To London. He walks ten cold, rainy miles every day to his tailor’s job and back. Penniless and hungry, until payday, when he fills his angry stomach with a whole roast chicken and saucepan full of pasta. But his deepest hunger, for her, grows.
He writes how ruined he is without her, how his heart for her is as vast as the ocean that separates them, how she will one day be warm and safe in his arms. He sends a letter a week, delivered secretly by his best friend, in exchange for a loaf. Mum has no education to write him back.
It takes five miserable months of burning the bread and scaring away ALL the customers, before Grandma finally relents. And sets her favourite daughter free. Alone, eighteen, mum sails away from dusty peasant drudgery, to bet her life on marrying a stranger she knows only from promises in his letters, bundled in her suitcase.
Now, it’s a lifetime later. Mum and Dad’s days are numbered and everything about each other has become all too familiar. Except this little bundle of letters!! My father reads her the last one, out loud, choking back the devotion he never, ever lost but always forgot to say.
For the first time ever, I see my father in tears. He hugs the letter close to his chest. I leave them alone with their memories.
I’m back a couple of hours later, in time to hear him say, for only the second time in his life, “I’m sorry…yes I’m grumpy”. Then he sees me, “Because I had to work so hard to pay for that mink coat. And all you children”.

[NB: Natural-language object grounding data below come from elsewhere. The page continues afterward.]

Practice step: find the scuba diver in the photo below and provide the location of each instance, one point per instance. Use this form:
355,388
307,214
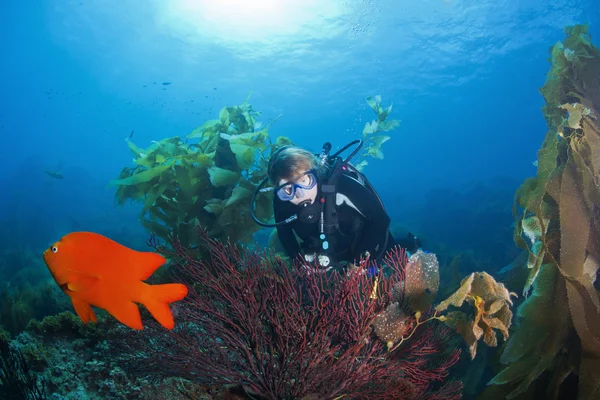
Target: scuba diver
330,206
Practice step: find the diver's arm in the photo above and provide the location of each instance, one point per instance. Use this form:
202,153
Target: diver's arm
285,232
377,221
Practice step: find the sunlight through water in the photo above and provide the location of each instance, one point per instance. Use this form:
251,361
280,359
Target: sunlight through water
232,22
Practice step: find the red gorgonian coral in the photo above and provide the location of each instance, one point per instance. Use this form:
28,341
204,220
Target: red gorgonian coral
284,332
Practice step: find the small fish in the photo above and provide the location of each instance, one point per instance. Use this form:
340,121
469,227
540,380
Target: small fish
97,271
55,174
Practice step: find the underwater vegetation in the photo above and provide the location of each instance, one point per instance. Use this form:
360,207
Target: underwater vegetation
555,349
208,183
25,291
17,382
280,331
207,179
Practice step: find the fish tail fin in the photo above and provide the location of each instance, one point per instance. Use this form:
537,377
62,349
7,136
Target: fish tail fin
158,298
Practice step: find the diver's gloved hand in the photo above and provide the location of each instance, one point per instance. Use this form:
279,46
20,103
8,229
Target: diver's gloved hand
410,243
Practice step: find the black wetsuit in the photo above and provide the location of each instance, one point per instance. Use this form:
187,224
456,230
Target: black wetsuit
363,225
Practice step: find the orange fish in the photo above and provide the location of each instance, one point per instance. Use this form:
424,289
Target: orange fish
97,271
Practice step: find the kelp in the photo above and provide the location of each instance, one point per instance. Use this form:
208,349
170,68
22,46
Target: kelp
490,312
372,135
204,179
558,333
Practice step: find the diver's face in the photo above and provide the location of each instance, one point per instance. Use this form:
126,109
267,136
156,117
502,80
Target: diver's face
304,190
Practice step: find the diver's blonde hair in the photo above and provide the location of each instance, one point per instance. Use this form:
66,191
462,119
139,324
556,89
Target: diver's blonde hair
286,162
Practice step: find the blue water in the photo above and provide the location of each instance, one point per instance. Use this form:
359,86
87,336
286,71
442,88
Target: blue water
78,76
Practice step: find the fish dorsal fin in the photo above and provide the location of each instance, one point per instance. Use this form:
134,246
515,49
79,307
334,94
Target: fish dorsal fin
145,263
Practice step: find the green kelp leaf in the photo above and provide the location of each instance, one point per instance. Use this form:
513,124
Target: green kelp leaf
156,228
209,127
361,165
165,182
240,194
283,141
142,177
383,113
375,151
183,177
137,151
576,112
244,155
214,206
199,160
254,139
238,118
379,140
389,125
224,116
370,128
222,177
374,102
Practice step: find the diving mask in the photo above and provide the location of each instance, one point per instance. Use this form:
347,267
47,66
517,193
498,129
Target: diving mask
289,189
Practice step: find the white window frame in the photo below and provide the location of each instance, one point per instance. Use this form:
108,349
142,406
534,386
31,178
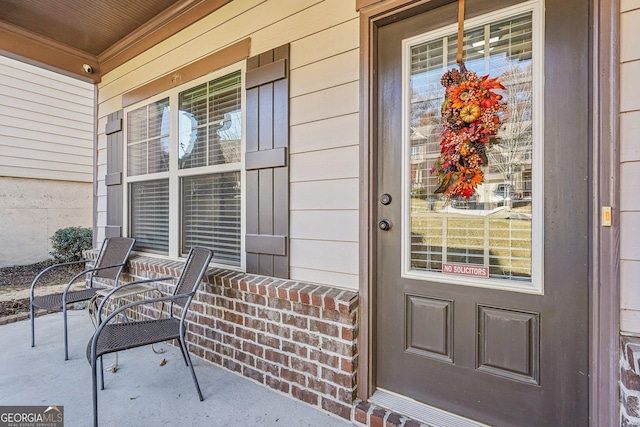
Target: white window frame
174,174
536,285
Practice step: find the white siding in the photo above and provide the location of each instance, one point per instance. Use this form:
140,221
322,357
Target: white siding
629,167
46,124
324,94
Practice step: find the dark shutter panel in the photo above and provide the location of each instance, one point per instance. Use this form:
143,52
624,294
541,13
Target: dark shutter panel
267,163
113,178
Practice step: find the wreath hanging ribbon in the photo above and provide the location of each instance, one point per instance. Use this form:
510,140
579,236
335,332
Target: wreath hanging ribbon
471,119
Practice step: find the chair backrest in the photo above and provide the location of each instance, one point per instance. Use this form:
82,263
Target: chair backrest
192,273
114,251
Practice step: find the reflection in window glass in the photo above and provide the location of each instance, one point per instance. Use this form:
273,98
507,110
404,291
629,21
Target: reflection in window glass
148,139
211,214
492,229
149,201
210,127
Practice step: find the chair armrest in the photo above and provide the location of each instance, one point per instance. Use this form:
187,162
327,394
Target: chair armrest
120,287
96,335
84,272
51,267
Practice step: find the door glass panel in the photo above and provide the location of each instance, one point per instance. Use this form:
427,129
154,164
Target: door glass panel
485,240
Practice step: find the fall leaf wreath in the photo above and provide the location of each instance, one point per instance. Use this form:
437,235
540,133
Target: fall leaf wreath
471,118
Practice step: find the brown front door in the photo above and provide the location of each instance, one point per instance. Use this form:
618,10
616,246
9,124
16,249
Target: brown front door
482,304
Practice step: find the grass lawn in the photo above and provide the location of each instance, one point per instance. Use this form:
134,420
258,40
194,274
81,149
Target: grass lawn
501,242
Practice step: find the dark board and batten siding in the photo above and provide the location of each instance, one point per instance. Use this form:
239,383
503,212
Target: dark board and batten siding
113,178
266,161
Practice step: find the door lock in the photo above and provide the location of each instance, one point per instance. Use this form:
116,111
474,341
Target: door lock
385,199
385,225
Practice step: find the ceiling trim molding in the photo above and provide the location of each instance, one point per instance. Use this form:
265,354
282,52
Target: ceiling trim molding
35,49
159,28
214,61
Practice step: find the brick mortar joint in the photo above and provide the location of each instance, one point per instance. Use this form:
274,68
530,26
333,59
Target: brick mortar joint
236,280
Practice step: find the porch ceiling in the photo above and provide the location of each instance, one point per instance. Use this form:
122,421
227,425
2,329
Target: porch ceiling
63,35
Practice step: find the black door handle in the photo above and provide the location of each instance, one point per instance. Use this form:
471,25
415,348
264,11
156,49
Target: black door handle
385,225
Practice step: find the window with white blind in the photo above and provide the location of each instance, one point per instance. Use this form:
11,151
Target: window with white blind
184,163
498,229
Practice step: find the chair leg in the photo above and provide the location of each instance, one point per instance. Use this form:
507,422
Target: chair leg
33,331
66,344
101,373
95,391
190,364
184,354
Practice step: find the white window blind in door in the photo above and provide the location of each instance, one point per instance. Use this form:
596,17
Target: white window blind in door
492,229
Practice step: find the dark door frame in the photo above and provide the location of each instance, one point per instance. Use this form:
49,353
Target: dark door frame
604,310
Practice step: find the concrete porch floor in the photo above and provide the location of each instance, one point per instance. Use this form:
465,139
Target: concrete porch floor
141,393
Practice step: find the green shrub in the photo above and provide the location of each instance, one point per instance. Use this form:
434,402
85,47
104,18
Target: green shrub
68,243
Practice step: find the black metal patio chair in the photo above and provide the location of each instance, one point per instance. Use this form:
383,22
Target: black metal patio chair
113,336
109,264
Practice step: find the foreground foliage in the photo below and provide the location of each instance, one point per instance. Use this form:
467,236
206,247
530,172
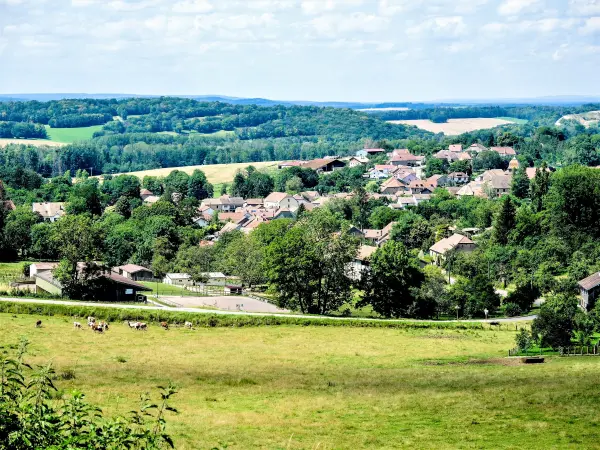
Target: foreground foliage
32,416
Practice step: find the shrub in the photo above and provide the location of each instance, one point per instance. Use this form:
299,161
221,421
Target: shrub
34,416
512,310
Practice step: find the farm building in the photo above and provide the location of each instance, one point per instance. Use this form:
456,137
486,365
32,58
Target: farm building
589,289
108,286
133,272
50,211
178,279
456,242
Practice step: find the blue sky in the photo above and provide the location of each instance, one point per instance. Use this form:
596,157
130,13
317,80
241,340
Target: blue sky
354,50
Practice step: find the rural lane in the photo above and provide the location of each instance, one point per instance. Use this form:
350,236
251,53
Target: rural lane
235,313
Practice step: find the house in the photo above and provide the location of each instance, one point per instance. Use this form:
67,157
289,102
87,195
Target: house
286,164
420,187
360,263
133,272
514,164
456,242
504,151
178,279
224,203
145,193
381,171
393,186
477,148
324,165
37,268
455,178
356,161
50,211
379,237
405,175
279,200
366,152
232,290
403,157
110,286
589,288
495,182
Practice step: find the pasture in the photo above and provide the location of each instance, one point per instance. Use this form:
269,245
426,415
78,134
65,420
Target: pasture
295,387
455,127
69,135
215,173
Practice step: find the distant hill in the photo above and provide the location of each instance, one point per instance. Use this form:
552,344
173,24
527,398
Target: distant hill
572,100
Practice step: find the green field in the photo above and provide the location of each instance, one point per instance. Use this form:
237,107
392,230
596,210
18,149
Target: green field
514,120
69,135
295,387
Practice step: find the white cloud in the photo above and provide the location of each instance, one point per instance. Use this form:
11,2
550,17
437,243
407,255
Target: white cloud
584,7
332,25
322,6
192,6
516,7
440,26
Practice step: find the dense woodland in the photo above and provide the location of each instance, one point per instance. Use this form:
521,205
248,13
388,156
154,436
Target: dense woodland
538,241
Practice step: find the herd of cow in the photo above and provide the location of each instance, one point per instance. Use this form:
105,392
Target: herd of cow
102,326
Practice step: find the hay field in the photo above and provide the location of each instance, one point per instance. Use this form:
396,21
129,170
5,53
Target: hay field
35,142
455,127
295,387
215,173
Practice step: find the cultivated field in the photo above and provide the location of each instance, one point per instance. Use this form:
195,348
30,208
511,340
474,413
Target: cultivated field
295,387
36,142
455,126
585,119
216,173
68,135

She looks up at me, “I wanted that coat so much”, she admits, “But not what it took to get it”.
Mum turns to him, stokes his cheek, kindly, “I just ignored you grumpy…angry…whatever” she proclaims, kissing him, “I can only love what’s good in you, even if it’s the tiniest little bit of good. I love that and ignore the rest”.
He winces in recognition. “ My darling wife…you know, the first time I saw you, I fell in love, and you smiled because you knew”.